Redondo Beach school safety plans modifying, improving, Keller says

Friday, Dec. 11, was a tense day in the Beach Cities as two separate incidents at area high schools raised fears throughout the community.

A threat against Mira Costa High School, the second within a week, prompted a school shutdown. Two and a half miles away, Redondo Union High School discovered a threat written in spray paint by the school’s student union. As it was quickly assessed unserious, classes at RUHS were unaffected.

But conflation of the events led to panicked, confused parents. The next Tuesday, District 4 councilman Steve Sammarco laid into the Redondo Beach Unified School District for supposed lack of communication and planning against potential threats.

“If there is an active shooter on campus, there is no policy,” he said. “How can we not have a policy for that?”

That assertion is far from the case, said RBUSD Superintendent Dr. Steven Keller. The district has long had emergency plans in place for each school site, which are available for public viewing, he said.

“We’re a district that’s always striving to improve, but we’re never going to have a perfect plan. We have to continue to modify and improve,” Keller said.

To that end, Redondo Union has already moved to install motion-sensing flood lights, new security cameras, and door latches intended to quickly lock rooms in emergency situations.

These additions, which were in the works prior to the graffiti scare, are part of continuing improvements on RBUSD school campuses. Many facilities have been, or are scheduled to be, remodeled to secure and minimize entrances.

“Adams Middle School is a perfect example; you can’t get onto campus without going through the front office,” Keller said. “It’s a nuance that some parents won’t like, but it’s in the name of student and staff safety — that’s the world we live in.”

The incident was a demonstration of the tightening relationship between the district and the Redondo Beach Police Department.

“I think what it’s done for us, is it’s forced a tight collaboration between the police department and the school district,” said RBPD Chief Keith Kauffman, who personally walked to the school from the nearby police station to check in.

Building a relationship with the community and its schools allows for a police presence that creates ease, Kauffman said.

“I’ve always believed that the department’s relationship with schools and the district is one of the primary ones you build trust in.”

Now, police and the district are collaborating on training procedures, which will take place over a number of sessions at each RBUSD school.

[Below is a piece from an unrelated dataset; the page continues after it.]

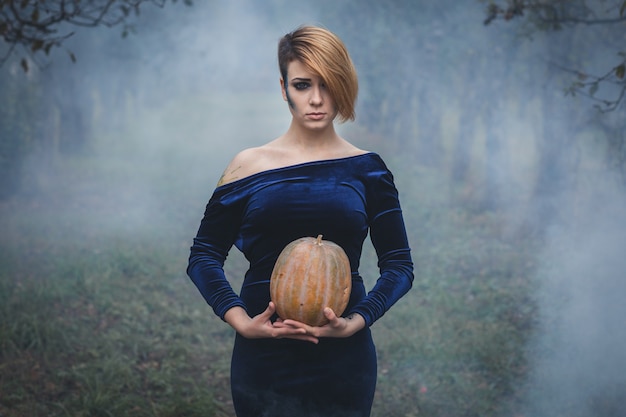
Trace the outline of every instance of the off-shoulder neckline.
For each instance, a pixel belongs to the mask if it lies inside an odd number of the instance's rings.
[[[300,163],[297,163],[297,164],[285,165],[285,166],[282,166],[282,167],[266,169],[266,170],[263,170],[263,171],[255,172],[254,174],[248,175],[246,177],[239,178],[238,180],[231,181],[231,182],[228,182],[226,184],[220,185],[220,186],[216,187],[216,190],[220,190],[220,189],[227,188],[227,187],[230,187],[230,186],[236,186],[238,184],[241,184],[241,183],[244,183],[246,181],[255,179],[257,177],[260,177],[260,176],[263,176],[263,175],[267,175],[267,174],[271,174],[271,173],[275,173],[275,172],[288,171],[288,170],[291,170],[291,169],[302,168],[302,167],[306,167],[306,166],[323,165],[323,164],[332,164],[332,163],[344,162],[344,161],[347,161],[347,160],[362,158],[364,156],[378,156],[378,154],[375,153],[375,152],[368,151],[368,152],[360,153],[360,154],[357,154],[357,155],[342,156],[342,157],[339,157],[339,158],[330,158],[330,159],[316,159],[314,161],[300,162]]]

Training sessions will cover a variety of emergency situations, with emphasis on active shooters.

“It’s a new reality, but if you look at the frequency with which these kinds of things occur, it’s a situation we should maybe be preparing for more than the others,” Kauffman said.

The plan, Keller said, will roll out within the first few weeks of 2016, starting with Lincoln Elementary. “It’s a look at what’s been successful, with new information and training that will impact current standardization of policies.”

While the district works to prevent outsider attacks, the fact remains that many shooting suspects come from within a school — nearly 50 percent are students, teachers, or staff, Keller said. The solution, the district believes, is an emphasis on relationship building on campus.

“If your students and your staff don’t have faith or trust in you, it doesn’t matter how secure your campus is,” said Dr. Nicole Wesley, RUHS Principal.

That trust has paid off. Sprigeo, an anonymous reporting system purchased with RBPD-donated funds, is used by students to report incidents, while Wesley has had students email her to report concerning social media postings.

“The fact that this student felt comfortable doing that, knowing that I’m not going to give up their identity, allowed us to handle it quickly,” she said.

While Redondo Union acknowledges they have improvements to make in the wake of the Dec. 11 scare — there are talks of sending text alerts to parents, rather than just phone or email communications — they feel they’ve already laid a lot of important groundwork.

“All of the equipment, the cameras, they’re all necessary…but the relationships are the primary things that keep us safe,” Wesley said.